Coding around Shiro security in Grails integration tests

A number of our controllers work directly with the Shiro-authenticated user in a session, so when it comes to integration testing our controllers, we need a way of faking the Shiro actions. Groovy's metaprogramming techniques make it fairly easy.
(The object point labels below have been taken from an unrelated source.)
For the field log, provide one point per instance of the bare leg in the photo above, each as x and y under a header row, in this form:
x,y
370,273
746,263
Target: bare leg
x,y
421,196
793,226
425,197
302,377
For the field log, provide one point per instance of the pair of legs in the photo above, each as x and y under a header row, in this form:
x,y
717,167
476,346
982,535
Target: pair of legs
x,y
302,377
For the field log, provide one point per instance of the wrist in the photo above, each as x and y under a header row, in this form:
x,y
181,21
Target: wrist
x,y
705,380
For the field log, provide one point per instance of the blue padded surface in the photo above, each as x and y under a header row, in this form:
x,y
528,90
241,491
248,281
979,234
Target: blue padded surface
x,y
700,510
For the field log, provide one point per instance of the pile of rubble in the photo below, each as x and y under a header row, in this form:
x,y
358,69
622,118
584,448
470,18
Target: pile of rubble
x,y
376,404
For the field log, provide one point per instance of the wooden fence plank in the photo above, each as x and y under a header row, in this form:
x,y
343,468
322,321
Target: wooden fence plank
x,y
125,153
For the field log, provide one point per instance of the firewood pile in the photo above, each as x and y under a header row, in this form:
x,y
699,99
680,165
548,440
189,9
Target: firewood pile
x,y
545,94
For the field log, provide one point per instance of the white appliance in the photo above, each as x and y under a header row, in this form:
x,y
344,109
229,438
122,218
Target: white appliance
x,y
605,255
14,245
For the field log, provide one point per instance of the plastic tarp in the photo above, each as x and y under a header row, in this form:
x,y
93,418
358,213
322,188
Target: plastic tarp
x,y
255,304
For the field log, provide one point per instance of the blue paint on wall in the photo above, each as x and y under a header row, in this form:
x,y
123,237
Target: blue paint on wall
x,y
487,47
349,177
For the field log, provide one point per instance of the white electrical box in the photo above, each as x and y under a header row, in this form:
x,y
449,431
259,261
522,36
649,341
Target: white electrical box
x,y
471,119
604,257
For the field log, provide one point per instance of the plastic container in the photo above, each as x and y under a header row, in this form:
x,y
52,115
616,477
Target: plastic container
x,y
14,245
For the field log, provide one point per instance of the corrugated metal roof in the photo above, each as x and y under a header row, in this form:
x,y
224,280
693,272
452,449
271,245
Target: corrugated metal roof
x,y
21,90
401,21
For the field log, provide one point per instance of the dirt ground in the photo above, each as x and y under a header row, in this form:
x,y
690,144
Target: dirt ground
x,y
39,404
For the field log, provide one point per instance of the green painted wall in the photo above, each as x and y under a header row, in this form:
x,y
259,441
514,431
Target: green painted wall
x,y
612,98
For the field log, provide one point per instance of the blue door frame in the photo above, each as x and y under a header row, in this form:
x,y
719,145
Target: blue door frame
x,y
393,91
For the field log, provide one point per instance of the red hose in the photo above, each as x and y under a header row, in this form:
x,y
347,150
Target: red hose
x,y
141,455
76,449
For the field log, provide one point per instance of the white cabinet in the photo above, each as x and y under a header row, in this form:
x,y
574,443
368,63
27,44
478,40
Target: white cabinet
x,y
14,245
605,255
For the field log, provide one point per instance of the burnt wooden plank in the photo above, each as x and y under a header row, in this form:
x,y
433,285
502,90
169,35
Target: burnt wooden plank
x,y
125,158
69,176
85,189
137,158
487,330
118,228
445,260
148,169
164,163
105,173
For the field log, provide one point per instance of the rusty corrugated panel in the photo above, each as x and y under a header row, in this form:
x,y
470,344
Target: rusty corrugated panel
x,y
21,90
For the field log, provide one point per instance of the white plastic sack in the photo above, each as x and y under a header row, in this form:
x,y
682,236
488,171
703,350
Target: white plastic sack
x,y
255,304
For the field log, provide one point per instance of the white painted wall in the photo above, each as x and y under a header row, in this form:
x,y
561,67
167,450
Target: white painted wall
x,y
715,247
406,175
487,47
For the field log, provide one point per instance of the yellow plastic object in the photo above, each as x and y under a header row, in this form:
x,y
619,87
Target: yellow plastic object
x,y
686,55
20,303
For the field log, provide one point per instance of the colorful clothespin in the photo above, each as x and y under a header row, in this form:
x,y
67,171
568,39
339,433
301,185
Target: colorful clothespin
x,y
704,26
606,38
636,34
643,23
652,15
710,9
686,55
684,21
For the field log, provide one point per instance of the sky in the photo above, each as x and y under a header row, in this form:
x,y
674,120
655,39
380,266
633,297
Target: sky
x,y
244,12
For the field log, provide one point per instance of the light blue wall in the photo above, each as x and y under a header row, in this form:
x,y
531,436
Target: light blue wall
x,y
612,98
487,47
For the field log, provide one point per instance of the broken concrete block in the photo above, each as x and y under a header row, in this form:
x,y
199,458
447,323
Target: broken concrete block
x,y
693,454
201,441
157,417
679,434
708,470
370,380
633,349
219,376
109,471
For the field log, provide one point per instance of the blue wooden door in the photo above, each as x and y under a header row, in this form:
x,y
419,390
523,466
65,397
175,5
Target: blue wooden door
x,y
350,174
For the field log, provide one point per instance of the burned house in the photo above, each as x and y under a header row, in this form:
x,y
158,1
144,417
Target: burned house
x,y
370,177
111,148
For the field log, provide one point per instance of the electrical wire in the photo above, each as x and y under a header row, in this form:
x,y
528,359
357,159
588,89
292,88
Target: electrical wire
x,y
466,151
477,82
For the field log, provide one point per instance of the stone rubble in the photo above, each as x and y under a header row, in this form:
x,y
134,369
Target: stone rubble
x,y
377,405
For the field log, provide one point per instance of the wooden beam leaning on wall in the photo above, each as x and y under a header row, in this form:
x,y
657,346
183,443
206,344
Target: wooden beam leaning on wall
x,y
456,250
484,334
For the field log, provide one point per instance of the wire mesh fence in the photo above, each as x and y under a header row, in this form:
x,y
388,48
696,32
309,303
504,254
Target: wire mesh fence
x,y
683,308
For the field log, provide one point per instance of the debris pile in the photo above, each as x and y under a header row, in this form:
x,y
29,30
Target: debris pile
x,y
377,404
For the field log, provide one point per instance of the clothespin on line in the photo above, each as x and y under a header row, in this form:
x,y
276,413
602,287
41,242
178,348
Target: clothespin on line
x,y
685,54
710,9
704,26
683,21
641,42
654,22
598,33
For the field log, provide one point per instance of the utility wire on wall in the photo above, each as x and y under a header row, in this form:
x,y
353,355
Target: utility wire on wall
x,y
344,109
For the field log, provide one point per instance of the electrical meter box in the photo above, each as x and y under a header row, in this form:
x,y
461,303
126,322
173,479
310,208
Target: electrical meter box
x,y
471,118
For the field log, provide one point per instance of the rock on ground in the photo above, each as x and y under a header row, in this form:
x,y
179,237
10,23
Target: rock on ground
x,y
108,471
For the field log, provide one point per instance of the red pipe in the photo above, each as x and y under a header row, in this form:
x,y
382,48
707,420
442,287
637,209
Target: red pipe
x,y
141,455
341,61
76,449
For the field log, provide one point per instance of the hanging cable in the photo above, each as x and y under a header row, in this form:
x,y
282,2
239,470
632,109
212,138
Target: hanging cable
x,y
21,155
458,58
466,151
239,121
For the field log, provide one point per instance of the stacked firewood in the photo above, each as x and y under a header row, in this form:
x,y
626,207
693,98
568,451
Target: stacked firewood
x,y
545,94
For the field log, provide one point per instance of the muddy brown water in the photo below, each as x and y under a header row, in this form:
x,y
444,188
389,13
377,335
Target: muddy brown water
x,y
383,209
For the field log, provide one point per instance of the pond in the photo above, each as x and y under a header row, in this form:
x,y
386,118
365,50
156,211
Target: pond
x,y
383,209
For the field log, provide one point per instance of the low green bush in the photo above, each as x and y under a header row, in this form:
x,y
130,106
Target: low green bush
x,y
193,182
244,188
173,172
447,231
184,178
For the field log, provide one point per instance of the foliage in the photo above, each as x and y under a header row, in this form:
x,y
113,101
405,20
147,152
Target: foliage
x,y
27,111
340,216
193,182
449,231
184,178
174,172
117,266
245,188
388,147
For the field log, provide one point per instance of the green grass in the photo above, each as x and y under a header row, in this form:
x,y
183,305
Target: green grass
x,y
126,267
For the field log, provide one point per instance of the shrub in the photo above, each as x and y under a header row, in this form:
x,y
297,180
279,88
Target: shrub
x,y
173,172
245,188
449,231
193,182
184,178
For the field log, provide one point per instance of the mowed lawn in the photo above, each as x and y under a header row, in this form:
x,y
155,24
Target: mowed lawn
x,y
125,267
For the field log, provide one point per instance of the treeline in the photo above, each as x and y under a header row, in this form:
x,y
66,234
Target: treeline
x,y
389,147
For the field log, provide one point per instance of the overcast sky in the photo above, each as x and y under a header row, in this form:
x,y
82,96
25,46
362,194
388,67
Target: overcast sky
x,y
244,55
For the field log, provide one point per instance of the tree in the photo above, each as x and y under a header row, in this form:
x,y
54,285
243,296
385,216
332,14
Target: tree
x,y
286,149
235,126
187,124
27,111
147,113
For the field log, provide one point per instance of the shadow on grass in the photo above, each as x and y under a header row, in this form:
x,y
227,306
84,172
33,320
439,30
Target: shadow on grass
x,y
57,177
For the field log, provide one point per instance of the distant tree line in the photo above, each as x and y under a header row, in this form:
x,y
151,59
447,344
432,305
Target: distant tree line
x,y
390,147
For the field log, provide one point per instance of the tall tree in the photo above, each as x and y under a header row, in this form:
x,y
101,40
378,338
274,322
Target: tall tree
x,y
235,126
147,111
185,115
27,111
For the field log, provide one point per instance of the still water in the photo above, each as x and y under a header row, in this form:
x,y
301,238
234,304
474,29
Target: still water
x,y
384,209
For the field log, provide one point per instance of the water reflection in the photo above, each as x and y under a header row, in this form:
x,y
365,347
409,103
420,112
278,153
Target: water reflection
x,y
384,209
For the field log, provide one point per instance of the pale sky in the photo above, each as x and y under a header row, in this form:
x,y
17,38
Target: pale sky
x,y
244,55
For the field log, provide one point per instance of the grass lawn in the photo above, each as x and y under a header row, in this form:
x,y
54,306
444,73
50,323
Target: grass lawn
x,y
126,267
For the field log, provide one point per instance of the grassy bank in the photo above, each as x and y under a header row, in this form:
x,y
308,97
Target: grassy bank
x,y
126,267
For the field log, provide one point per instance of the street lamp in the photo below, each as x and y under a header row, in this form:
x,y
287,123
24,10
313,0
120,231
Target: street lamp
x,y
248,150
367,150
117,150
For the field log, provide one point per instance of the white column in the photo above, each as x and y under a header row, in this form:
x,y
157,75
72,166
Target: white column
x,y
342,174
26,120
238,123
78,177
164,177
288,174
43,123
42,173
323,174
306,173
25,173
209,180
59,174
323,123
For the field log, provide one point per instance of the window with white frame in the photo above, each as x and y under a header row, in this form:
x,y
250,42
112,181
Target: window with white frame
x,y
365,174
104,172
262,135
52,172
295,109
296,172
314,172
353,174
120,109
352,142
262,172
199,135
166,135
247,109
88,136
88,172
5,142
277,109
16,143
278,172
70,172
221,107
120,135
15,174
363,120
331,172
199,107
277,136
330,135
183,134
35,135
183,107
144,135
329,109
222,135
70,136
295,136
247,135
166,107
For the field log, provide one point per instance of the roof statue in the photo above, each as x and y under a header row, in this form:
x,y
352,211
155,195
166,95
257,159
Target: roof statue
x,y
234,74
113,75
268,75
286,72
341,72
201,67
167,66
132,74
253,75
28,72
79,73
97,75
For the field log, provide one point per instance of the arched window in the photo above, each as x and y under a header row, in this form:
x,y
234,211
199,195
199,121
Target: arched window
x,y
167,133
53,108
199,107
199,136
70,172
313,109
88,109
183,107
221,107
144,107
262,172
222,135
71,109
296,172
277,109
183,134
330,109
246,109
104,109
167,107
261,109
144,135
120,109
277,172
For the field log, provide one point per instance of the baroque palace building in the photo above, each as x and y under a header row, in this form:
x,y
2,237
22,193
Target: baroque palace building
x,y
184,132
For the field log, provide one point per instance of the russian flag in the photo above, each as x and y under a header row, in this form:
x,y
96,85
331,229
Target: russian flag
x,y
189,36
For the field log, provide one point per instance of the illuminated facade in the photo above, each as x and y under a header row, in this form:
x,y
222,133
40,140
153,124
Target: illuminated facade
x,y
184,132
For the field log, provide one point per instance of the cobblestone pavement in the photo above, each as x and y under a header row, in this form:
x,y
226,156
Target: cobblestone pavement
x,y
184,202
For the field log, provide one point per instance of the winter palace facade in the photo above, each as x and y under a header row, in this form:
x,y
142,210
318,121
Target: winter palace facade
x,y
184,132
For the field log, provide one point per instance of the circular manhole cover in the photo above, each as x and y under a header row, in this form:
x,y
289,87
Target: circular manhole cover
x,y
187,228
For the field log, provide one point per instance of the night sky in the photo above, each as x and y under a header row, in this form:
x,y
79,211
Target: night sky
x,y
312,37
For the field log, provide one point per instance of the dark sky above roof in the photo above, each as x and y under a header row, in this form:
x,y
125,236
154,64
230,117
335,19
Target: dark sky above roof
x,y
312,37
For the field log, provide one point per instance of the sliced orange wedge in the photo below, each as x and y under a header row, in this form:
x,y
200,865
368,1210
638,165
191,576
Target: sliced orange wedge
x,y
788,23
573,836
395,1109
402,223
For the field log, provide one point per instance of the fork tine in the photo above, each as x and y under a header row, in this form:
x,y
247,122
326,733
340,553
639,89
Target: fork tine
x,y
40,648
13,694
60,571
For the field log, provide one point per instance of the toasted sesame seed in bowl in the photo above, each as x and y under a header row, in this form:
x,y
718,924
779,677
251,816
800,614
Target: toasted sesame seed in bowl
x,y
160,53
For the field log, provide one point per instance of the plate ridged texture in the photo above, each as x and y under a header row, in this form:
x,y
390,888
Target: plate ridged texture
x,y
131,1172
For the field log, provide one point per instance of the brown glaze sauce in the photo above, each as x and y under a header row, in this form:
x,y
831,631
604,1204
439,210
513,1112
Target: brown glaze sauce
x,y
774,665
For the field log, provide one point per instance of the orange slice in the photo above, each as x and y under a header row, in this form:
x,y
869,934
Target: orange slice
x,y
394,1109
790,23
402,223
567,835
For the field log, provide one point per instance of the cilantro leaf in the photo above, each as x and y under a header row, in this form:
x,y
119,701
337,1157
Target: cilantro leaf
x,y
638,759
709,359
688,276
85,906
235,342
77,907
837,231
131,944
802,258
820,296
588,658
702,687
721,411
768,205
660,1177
There are three main pieces to be aware of in the Shiro authentication workflow: a Subject, the SecurityManager, and SecurityUtils. Creating a fake Subject is easy; the two things in Subject we need to worry about are the "principal" (more or less the user name) and whether or not that user is authenticated. We'll crate a Map with some simple closures and cast it as a Subject we can use:

import org.apache.shiro.subject.Subject

def subject = [ getPrincipal: { "iamauser" },
isAuthenticated: { true }
] as Subject

Now we can use that Subject wherever we need to return a subject for Shiro to act on.

The next step is making sure we have a SecurityManager in our Shiro ThreadContext object. With the SecurityManager, the only thing we need to worry about is that it returns our subject, so we'll again fake that with a Map and the "as" keyword:

import org.apache.shiro.util.ThreadContext

ThreadContext.put( ThreadContext.SECURITY_MANAGER_KEY,
[ getSubject: { subject } ] as SecurityManager )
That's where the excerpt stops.